Dit vonnis is gewezen door
mr. C.S.K. Fung Fen Chung, voorzitter,
mrs. Z.J. Oosting en V. van Dam, rechters,
in tegenwoordigheid van mr. J.M.T. Bouwman-Everhardus, griffier,
en uitgesproken op de openbare terechtzitting van deze rechtbank van 21 augustus 2013.

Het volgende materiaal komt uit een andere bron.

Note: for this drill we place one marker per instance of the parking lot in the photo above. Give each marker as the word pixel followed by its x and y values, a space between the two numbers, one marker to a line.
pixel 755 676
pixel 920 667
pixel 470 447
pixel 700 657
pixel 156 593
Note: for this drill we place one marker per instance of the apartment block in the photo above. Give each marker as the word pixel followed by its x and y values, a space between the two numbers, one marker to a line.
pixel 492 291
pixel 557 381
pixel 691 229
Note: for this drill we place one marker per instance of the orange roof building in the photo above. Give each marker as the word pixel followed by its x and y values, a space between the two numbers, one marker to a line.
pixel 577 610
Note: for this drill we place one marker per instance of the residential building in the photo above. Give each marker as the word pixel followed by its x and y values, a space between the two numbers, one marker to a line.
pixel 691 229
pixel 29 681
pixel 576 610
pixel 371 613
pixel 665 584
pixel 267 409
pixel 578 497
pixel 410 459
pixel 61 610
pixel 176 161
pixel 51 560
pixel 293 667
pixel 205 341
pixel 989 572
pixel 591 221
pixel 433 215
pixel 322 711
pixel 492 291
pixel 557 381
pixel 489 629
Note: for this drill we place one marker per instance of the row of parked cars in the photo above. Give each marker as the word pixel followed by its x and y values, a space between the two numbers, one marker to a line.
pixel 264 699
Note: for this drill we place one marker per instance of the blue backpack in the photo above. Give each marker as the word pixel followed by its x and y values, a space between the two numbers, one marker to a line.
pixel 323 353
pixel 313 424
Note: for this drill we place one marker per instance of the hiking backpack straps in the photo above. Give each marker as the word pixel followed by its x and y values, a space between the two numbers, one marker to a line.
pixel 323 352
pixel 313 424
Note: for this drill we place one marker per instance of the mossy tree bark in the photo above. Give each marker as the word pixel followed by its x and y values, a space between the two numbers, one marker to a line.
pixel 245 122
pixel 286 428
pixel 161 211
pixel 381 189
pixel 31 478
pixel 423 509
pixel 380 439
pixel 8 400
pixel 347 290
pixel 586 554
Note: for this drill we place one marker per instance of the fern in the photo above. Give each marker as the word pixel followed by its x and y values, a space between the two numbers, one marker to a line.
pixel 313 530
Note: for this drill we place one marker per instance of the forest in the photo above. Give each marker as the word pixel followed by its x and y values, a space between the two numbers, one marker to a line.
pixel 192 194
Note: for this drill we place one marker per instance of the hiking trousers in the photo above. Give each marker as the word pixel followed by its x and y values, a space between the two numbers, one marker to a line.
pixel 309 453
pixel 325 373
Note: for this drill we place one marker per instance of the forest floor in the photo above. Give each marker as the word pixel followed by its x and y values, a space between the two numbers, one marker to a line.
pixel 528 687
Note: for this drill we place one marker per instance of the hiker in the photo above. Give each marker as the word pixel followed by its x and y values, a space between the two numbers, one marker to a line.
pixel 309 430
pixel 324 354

BIJLAGE : De tenlastelegging
1.
hij op een of meer tijdstippen in of omstreeks de periode van 1 juni 2012 tot en met 1 augustus 2012 te Utrecht, (telkens) gebruik makende van een technisch hulpmiddel, te weten een camera (verwerkt in een kastje met afstandsbediening), waarvan de aanwezigheid niet op duidelijke wijze kenbaar was gemaakt, opzettelijk en wederrechtelijk van een aantal perso(o)n(en), te weten een aantal medewerkersters/medewerkers van een bedrijf, te weten het Louis Hartloopercomplex, aanwezig op een niet voor het publiek toegankelijke plaats, te weten in een personeelsruimte/ omkleedruimte van dat bedrijf, een of meer afbeelding(en) heeft vervaardigd;
2.
hij op of omstreeks 20 juli 2012 tot en met 22 juli 2012 te Utrecht, gebruik makende van een technisch hulpmiddel, te weten een fototoestel, waarvan de aanwezigheid niet op duidelijke wijze kenbaar was gemaakt, opzettelijk en wederrechtelijk van een of meer perso(o)n(en), aanwezig in een of meer woningen (gelegen tegenover cultureel centrum Louis Hartlooper Complex) of op een andere niet voor het publiek toegankelijke plaats, een afbeelding heeft vervaardigd;
3.
hij zich op 26 juli 2012 te Utrecht (op het station Utrecht Centraal), zich in de nabijheid van een of meer perso(o)n(en), te weten [benadeelde 1] en/of [benadeelde 2], heeft opgehouden met de kennelijke bedoeling deze persoon te bespieden.

Voetnoten

1.Indien hierna wordt verwezen naar paginanummers, wordt hierbij verwezen naar een bijlage bij het in de wettelijke vorm opgemaakte proces-verbaal van de spoorwegpolitie Utrecht, genummerd PL26S0 2012037802, van 26 september 2012, doorgenummerde pagina’s 1 tot en met 72.
2.Proces-verbaal ter terechtzitting van 7 augustus 2013.
3.Proces-verbaal digitaal onderzoek, doorgenummerde pagina’s 28 en 29.
4.Proces-verbaal ter terechtzitting van 7 augustus 2013.
5.Proces-verbaal digitaal onderzoek, doorgenummerde pagina’s 33, 34 en 35.
6.Proces-verbaal van aangifte van [benadeelde 1], doorgenummerde pagina 50.
7.Proces-verbaal van aangifte van [benadeelde 2], doorgenummerde pagina 52.